輝く花を求めて
@mitanimayu
1.再生集落アンガル Quest Accept
アルドは、時空を超える旅の途中で手に入れた、自由に時空を超えることが出来る次元戦艦から、この荒れ果てた集落に降り立った。
アンガルと呼ばれるこの集落は、はるか昔に地上が汚染されてなおそこに暮らし続ける種族が細々と暮らす場所だ。
辺りを見回すと、金属の建物た立ち並ぶ。
ここに、人々が残した文明の跡がくっきりと残されており、繁栄の末路が見て取れる。
アルドは茶色がかった短い黒髪を揺らして跳ねるように着地すると、滞留した砂ぼこりが舞う。
埃を少し吸い込んでせき込んだが、すぐにおさまった。
アルドはふう……と一息ついてから、うーんと唸って背を伸ばした。
せき込んでいるときは苦しそうな、背を伸ばしているときは気持ちの良さそうな表情をする。
彼は感情を余すところなく表現する素直な青年だった。
背丈は平均的な人間ほどで、細く引き締まった体つき。
快活さをたたえた整った顔立ちと相まって、彼は旅に出る前も、その後もたいそう女性に人気があった。

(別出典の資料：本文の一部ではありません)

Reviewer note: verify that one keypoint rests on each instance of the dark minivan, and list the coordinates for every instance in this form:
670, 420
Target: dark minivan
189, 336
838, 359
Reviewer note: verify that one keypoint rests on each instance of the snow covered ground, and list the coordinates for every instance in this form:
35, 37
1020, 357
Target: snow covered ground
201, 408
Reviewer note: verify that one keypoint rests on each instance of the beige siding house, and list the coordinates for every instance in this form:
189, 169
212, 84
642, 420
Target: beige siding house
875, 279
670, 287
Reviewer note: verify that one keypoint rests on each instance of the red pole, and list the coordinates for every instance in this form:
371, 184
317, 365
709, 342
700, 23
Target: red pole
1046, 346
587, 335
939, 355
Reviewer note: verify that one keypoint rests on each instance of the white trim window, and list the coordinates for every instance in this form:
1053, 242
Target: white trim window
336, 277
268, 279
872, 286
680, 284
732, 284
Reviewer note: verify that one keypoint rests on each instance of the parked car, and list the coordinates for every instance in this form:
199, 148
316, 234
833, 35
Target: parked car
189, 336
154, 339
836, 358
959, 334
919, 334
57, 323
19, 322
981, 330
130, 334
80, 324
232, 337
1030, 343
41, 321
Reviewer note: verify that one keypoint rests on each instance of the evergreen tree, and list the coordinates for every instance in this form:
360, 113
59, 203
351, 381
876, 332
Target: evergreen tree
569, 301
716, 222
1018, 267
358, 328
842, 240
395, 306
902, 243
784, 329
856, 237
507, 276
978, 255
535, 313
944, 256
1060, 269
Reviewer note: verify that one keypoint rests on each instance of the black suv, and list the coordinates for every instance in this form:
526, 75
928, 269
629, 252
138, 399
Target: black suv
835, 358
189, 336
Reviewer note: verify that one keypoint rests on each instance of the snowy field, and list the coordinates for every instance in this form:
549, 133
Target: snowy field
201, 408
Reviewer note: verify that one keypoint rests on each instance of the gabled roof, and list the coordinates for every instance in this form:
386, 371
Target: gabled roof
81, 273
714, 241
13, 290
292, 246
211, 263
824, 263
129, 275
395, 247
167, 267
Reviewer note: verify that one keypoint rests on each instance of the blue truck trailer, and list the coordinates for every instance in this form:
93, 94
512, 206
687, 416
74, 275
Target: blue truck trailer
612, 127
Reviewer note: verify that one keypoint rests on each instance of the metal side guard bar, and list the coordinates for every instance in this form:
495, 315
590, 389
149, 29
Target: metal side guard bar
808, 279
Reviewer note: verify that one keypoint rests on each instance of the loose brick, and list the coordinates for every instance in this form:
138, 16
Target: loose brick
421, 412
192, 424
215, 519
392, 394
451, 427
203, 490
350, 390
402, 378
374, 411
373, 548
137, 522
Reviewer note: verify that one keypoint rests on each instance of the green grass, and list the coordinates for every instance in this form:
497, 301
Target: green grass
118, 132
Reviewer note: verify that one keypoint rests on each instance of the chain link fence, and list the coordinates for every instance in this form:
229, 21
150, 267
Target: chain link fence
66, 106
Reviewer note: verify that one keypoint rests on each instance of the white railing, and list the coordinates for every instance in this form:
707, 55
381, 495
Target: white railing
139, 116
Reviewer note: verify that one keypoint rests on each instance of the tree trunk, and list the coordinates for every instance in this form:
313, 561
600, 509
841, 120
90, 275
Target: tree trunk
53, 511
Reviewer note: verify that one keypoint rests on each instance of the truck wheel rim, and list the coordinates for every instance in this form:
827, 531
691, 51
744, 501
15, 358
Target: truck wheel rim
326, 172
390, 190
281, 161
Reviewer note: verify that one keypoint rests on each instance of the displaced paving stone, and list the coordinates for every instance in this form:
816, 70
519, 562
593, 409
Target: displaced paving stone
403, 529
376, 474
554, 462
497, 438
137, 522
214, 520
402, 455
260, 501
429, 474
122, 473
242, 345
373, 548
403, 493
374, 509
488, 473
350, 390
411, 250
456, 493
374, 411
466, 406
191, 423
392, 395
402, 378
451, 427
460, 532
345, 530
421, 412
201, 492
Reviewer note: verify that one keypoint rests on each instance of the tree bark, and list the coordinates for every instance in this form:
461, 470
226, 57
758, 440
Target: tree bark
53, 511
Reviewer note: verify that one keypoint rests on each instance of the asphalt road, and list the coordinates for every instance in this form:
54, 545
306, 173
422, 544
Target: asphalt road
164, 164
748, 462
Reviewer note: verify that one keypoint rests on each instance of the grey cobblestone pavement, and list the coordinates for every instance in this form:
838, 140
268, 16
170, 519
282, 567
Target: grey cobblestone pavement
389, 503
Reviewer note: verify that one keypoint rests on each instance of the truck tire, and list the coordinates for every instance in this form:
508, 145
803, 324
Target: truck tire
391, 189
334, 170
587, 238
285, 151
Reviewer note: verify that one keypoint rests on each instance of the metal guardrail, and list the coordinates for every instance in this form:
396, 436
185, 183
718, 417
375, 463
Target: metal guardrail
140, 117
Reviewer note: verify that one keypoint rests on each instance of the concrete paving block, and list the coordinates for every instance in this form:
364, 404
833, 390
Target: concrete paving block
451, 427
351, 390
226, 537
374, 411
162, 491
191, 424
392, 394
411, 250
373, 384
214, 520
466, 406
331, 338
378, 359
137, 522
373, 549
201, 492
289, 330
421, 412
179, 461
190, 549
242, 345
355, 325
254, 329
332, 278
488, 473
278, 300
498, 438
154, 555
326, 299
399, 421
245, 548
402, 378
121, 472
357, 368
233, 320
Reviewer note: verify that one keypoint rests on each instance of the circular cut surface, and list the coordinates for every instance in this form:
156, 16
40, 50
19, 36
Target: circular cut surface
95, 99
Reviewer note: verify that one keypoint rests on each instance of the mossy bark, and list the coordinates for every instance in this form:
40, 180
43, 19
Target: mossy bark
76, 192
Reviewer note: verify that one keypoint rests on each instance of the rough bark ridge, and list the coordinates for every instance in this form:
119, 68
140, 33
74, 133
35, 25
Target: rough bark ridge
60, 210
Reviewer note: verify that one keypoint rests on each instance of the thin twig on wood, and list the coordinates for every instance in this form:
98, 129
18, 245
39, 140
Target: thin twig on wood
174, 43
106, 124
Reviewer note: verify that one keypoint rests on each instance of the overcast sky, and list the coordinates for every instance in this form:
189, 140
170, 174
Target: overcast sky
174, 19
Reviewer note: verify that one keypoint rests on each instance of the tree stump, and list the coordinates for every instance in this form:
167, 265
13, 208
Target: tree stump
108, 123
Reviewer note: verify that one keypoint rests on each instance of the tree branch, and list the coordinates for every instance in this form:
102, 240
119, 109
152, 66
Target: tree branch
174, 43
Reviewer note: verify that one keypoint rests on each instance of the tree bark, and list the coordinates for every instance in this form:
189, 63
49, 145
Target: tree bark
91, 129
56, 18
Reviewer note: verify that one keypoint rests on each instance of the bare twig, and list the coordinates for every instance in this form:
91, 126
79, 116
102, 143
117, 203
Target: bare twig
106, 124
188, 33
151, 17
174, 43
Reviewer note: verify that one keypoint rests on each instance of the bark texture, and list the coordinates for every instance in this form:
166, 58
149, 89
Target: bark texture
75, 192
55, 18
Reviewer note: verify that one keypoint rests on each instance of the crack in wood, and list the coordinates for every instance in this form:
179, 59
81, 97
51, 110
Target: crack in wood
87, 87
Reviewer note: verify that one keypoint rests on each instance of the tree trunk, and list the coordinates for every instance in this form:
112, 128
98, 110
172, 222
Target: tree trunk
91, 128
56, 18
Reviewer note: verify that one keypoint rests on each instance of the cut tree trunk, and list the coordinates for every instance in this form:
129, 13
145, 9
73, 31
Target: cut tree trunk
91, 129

ただし、どれだけ色目を使おうと、彼の実直さに恋慕を寄せようと、彼がその感情に気付くことは無かった。
青いシャツを肌にまとい、丈が背中ほど赤いショールを黄色の金属で作られた肩あてで留めている。
白いズボンに太腿まである長いブーツを履き、腰にはいつも使うなじみの剣と、臀部に彼自身の背丈ほどの長さの大剣を下げている。

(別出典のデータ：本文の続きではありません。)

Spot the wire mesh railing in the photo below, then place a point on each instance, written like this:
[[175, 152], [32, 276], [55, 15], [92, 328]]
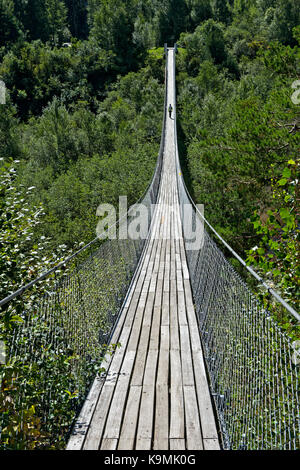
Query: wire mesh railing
[[65, 320], [251, 363]]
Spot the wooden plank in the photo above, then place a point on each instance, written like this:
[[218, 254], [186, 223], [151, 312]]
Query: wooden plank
[[129, 425], [109, 444], [145, 423], [192, 423], [177, 444], [163, 362], [114, 419], [182, 319], [126, 444], [143, 444], [211, 444], [150, 369], [95, 431], [139, 366], [176, 397], [161, 427], [165, 316], [208, 424], [186, 357], [155, 329]]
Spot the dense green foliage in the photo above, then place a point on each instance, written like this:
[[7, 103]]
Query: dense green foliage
[[84, 95]]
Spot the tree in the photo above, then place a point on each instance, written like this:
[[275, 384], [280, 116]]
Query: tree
[[57, 21], [9, 26], [221, 11]]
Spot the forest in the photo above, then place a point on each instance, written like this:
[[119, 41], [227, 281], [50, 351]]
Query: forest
[[81, 125]]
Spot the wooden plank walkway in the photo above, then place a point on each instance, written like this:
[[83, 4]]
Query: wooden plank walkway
[[155, 394]]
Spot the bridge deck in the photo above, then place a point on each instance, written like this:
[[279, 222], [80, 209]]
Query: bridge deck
[[155, 394]]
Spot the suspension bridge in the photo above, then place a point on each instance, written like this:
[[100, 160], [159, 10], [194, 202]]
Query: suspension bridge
[[201, 364]]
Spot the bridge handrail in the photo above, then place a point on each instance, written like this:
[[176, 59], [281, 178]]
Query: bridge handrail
[[275, 294]]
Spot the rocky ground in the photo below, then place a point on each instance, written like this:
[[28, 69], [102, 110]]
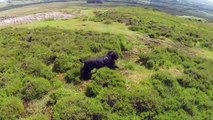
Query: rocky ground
[[6, 20]]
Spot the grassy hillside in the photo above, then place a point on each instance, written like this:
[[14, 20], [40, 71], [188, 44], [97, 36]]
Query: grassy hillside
[[165, 67]]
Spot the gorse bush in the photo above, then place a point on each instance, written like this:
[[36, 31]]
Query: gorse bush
[[104, 78], [73, 76], [77, 107], [35, 88], [160, 57], [40, 69], [11, 108], [157, 24]]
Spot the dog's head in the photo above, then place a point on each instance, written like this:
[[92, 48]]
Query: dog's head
[[113, 55]]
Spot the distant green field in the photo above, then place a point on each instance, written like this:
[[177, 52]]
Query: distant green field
[[165, 65]]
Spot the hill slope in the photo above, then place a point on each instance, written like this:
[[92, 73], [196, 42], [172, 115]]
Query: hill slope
[[165, 66]]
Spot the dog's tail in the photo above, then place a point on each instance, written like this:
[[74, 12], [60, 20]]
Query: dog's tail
[[82, 61]]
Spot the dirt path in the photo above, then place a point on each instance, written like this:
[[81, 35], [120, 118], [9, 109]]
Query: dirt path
[[34, 17]]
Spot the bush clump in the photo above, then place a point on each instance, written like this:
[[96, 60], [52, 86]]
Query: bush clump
[[11, 108], [73, 76], [77, 107], [34, 88]]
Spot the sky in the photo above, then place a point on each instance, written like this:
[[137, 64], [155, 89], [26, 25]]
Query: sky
[[210, 0]]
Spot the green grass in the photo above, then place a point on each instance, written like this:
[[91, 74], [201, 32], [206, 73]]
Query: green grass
[[157, 78], [77, 24]]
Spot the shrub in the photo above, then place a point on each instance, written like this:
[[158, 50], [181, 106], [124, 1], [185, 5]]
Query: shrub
[[146, 101], [73, 76], [77, 107], [35, 88], [64, 63], [134, 28], [11, 108], [107, 22], [37, 117], [60, 93], [93, 89], [106, 77], [34, 66], [96, 47]]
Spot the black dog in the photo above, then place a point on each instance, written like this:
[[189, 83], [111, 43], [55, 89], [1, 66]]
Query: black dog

腰に下げたなじみの剣は実際に使うための剣だが、大剣のほうは意思をもつ魔剣である。
魔剣は自身の意志で行動する厄介な存在だが、今はおとなしくしている。
所用を済ませようとアルドが降り立ったこの集落は、およそ活気という言葉とは程遠かった。
アルドはこの時代より800年昔を生きている。
アルドはA.D.284年に、妹のフィーネと共にバルオキー村の村長に拾われた。
以後、アルドはフィーネと村長と暮らし、のどかな村の雰囲気の中、親しい友人たちに囲まれ、何不自由なく過ごした。
だが、彼の転機は唐突に訪れた。
妹のフィーネが16歳になった時だった。
突然、フィーネが人間と敵対する種族である「魔獣」の王に攫われたのだ。
アルドが家に帰ると、倒れた村長が目に飛び込んできた。
村長の話を聞く限り、フィーネが攫われるのを制止した時に魔獣王にやられたのだろう。
傷ついた村長を背に、アルドは単身フィーネを取り戻そうと魔獣王を追った。
魔獣王とその仲間を追って月影の森に入ったアルドは、森の奥にあった時空の歪みという別の時代への出入口に入ってしまい、A.D.1100年の未来に飛ばさてしまった。

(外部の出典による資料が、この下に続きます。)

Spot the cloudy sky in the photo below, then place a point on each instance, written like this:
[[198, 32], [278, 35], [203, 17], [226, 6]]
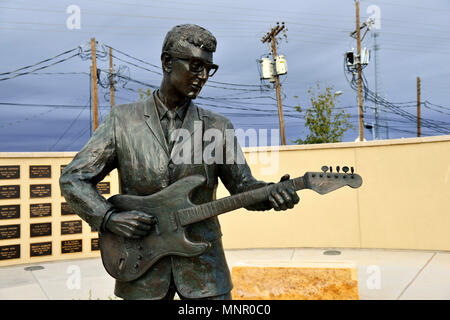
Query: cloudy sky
[[49, 109]]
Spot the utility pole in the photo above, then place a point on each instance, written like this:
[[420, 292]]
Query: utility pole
[[376, 47], [94, 85], [111, 79], [359, 69], [418, 106], [271, 37]]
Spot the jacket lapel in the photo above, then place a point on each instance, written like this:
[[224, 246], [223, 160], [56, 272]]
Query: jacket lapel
[[152, 120], [191, 117]]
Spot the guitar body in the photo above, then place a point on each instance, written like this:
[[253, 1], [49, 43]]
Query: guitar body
[[127, 259]]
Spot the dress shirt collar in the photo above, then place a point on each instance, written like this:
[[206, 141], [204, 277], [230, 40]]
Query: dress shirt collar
[[162, 109]]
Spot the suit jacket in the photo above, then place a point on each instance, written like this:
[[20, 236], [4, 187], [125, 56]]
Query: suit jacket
[[131, 139]]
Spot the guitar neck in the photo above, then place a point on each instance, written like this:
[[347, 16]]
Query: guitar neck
[[227, 204]]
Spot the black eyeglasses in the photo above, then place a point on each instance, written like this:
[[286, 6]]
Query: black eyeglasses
[[197, 65]]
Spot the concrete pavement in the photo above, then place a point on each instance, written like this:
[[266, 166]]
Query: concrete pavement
[[382, 274]]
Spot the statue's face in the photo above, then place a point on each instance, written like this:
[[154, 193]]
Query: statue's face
[[190, 70]]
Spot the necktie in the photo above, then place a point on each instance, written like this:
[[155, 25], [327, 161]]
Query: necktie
[[170, 128]]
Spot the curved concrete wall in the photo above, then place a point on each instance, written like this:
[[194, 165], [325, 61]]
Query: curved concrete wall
[[404, 202]]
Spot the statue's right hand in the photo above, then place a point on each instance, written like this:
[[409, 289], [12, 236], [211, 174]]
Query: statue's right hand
[[130, 224]]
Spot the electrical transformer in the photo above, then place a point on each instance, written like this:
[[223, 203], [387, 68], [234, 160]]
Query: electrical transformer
[[267, 68], [365, 56], [281, 65]]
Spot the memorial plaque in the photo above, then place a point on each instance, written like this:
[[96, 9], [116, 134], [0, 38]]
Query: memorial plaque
[[9, 172], [11, 231], [10, 192], [40, 172], [71, 246], [40, 210], [40, 190], [71, 227], [104, 187], [41, 249], [10, 212], [66, 209], [94, 244], [40, 229], [10, 252]]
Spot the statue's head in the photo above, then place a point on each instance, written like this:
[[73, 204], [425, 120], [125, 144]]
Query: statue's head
[[187, 58]]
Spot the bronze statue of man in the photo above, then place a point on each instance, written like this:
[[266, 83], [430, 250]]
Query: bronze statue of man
[[135, 138]]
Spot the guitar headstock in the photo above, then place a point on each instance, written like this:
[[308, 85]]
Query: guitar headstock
[[327, 180]]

そこで偶然近くの町エルジオンに住む人間の女性エイミや、道すがらアンドロイドのリィカなど、さまざまな時代でアルドはたくさんのの仲間と出会った。
時には偶然、時には敵として出会ったが、それでも最終的にはアルドと共に時を超え、戦い続ける仲間となった。
アルドは時空を超える旅のさなか、このアンガルが存在する大陸を訪れる機会がった。
東方と呼ばれている大陸では、桜咲き、新緑は生い茂り、紅葉が山道を彩り、大陸の北にある山脈は雪で真っ白になる色とりどりの現象が訪れ、アルドたちの目を楽しませた。
東方には複数の国があり、それぞれに睨みをきかせながらもなんとか均衡を保っているように見えた。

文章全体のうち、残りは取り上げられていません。